15 janvier 2014

En Roumanie, plus de 20 000 jeunes filles de moins de 19 ans deviennent mères tous les ans. Pour 4000 d'entre elles, il s'agit de leur deuxième grossesse.

De nombreux centres de planning familial ferment

Ces chiffres ont été présentés début décembre 2013 par le Centre pour un journalisme indépendant (CJI), le Centre euro régional pour les initiatives publiques (ECPI) et la Société pour l'éducation contraceptive et sexuelle (SECS). Ces organismes ont souligné le caractère alarmant de ces statistiques alors que de nombreux centres de planning familiaux ferment et que les stocks de contraceptifs gratuits s'épuisent.

« En juin 2013, la Roumanie s'est engagée devant l'ONU à adopter une stratégie nationale en matière de droits sexuels et reproductifs. L'Etat devait mettre en place des cours d'éducation sexuelle obligatoire et adaptée dans les écoles roumaines. En dépit de ces engagements, le budget 2014 n'alloue aucune ressource pour le développement de programmes dans ce domaine. Nous attirons l'attention sur le besoin urgent de mettre en pratique ces actions.
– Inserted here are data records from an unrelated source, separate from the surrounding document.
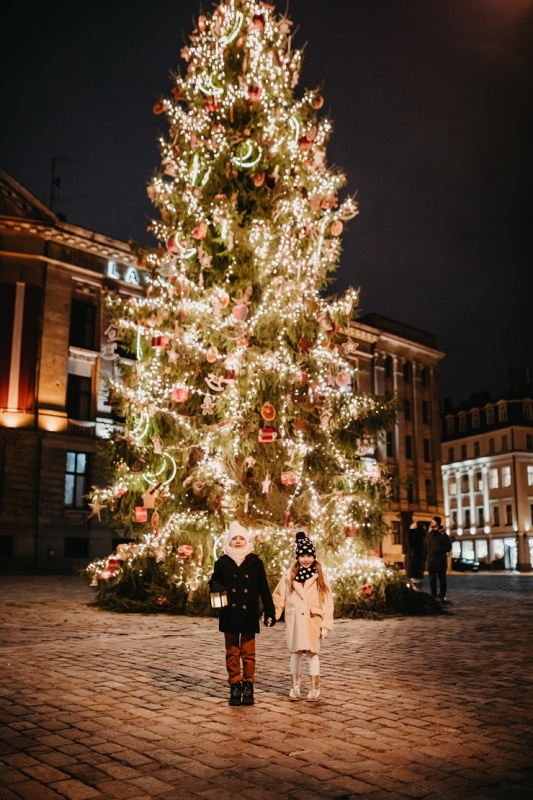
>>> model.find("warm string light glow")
[89,0,391,608]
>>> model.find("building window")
[67,374,92,420]
[391,520,402,544]
[65,451,88,508]
[69,300,97,350]
[65,536,89,558]
[502,467,511,488]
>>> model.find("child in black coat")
[209,521,276,706]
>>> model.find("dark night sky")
[0,0,533,403]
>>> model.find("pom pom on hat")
[227,520,250,544]
[296,531,316,558]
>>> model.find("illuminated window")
[502,467,511,487]
[65,451,88,508]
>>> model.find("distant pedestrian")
[273,531,333,701]
[426,517,452,603]
[406,522,426,587]
[209,521,276,706]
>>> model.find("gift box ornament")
[281,470,298,486]
[257,428,278,442]
[209,589,228,608]
[135,506,148,522]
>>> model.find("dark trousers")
[428,568,446,600]
[224,631,255,684]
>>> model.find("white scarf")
[224,542,254,567]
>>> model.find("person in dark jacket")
[406,522,426,586]
[426,517,452,603]
[209,521,276,706]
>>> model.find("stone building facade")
[0,170,444,571]
[442,380,533,571]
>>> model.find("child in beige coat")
[272,531,333,701]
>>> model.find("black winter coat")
[209,553,276,633]
[426,528,452,571]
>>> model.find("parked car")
[452,558,479,572]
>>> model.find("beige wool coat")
[272,568,333,653]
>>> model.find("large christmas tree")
[87,0,400,610]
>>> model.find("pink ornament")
[171,386,189,403]
[231,303,248,322]
[205,347,218,364]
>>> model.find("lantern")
[209,589,228,608]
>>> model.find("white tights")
[291,650,320,675]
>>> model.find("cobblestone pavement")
[0,574,533,800]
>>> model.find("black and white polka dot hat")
[296,531,316,558]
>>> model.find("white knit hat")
[226,520,250,544]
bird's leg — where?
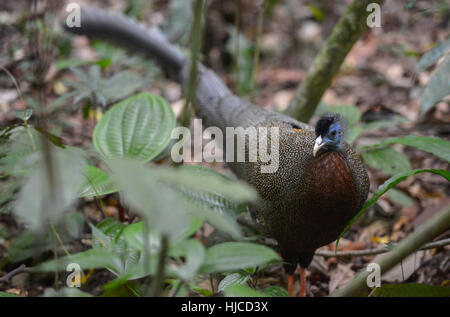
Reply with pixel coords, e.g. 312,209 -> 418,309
300,267 -> 306,297
288,274 -> 295,297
Tout retard dans ce domaine est une grave atteinte aux droits à la santé, à la dignité et à la non-discrimination », a déclaré Iustina Ionescu, avocate spécialisée en droits de l'homme.
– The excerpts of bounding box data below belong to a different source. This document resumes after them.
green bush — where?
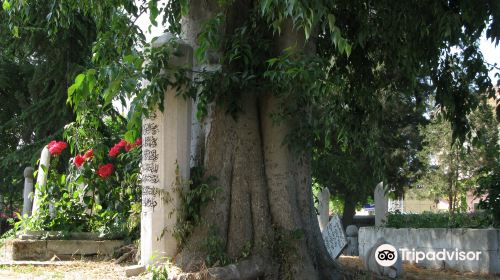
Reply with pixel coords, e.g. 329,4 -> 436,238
386,212 -> 493,228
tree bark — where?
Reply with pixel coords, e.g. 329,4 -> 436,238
175,1 -> 338,280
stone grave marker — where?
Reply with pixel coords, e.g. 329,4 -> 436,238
322,215 -> 347,259
31,146 -> 50,216
373,182 -> 389,227
141,33 -> 193,265
318,188 -> 330,231
23,167 -> 34,216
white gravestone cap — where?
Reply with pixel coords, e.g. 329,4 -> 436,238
322,215 -> 347,259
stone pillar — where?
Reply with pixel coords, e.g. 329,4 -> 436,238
141,33 -> 193,265
373,182 -> 389,227
32,146 -> 50,215
318,188 -> 330,231
23,167 -> 34,217
344,225 -> 359,256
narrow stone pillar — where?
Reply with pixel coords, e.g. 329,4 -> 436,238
141,33 -> 193,265
373,182 -> 389,227
32,146 -> 50,215
23,167 -> 34,217
318,188 -> 330,231
344,225 -> 359,256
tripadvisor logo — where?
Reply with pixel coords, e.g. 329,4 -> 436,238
375,244 -> 481,266
375,244 -> 398,266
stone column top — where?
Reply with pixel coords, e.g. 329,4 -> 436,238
151,32 -> 193,66
24,166 -> 35,179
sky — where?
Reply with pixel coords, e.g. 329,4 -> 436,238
479,33 -> 500,84
136,5 -> 500,84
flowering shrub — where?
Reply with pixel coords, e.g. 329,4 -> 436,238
19,139 -> 142,235
47,140 -> 68,155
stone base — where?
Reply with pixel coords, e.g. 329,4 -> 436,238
0,239 -> 125,261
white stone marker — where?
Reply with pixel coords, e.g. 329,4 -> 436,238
318,188 -> 330,231
373,182 -> 389,227
32,146 -> 50,216
23,167 -> 34,217
141,33 -> 193,265
322,215 -> 347,260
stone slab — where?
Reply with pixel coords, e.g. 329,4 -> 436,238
2,239 -> 125,261
358,227 -> 500,274
125,265 -> 146,277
Un déclin en matière de santé sexuelle et reproductive

Selon les données de l'Institut National de Statistiques et du Ministère de Travail, publiées le 20 novembre, plus de 90 000 jeunes filles de moins de 19 ans, dont 3 024 de moins de 15 ans, sont devenues mères entre 2009 et 2012. Près de 39 000 ont subi une interruption volontaire de grossesse sur la même période.

Ces chiffres révèlent une détérioration significative de la santé sexuelle et reproductive en Roumanie, par rapport aux autres pays de l'Union européenne.

« Ce qui été autrefois un risque, est devenu aujourd'hui un problème de santé publique », a averti Iustina Ionescu.

Le pays disposait jusqu'en 2008 d'une stratégie dans le domaine qui a permis d'améliorer significativement l'accès aux moyens de contraception. Aujourd'hui, tous ces progrès sont aujourd'hui menacés.

« Sans stratégie, on ne peut définir de priorités », a déclaré à son tour Ioana Avadani, directrice du CJI. « Et sans priorité, on n'alloue pas de ressources. Les choses vont empirer. Nous nous cachons derrière une fausse pudeur au lieu d'adopter les mesures nécessaires pour permettre aux jeunes de faire des choix informés. »

Il est essentiel de mettre en œuvre la Déclaration universelle des droits de l'homme. Nous devons consacrer du temps et des ressources pour sa mise en œuvre. Les doits sexuels et reproductifs sont des droits de basiques. Les jeunes doivent être informés et éduqués.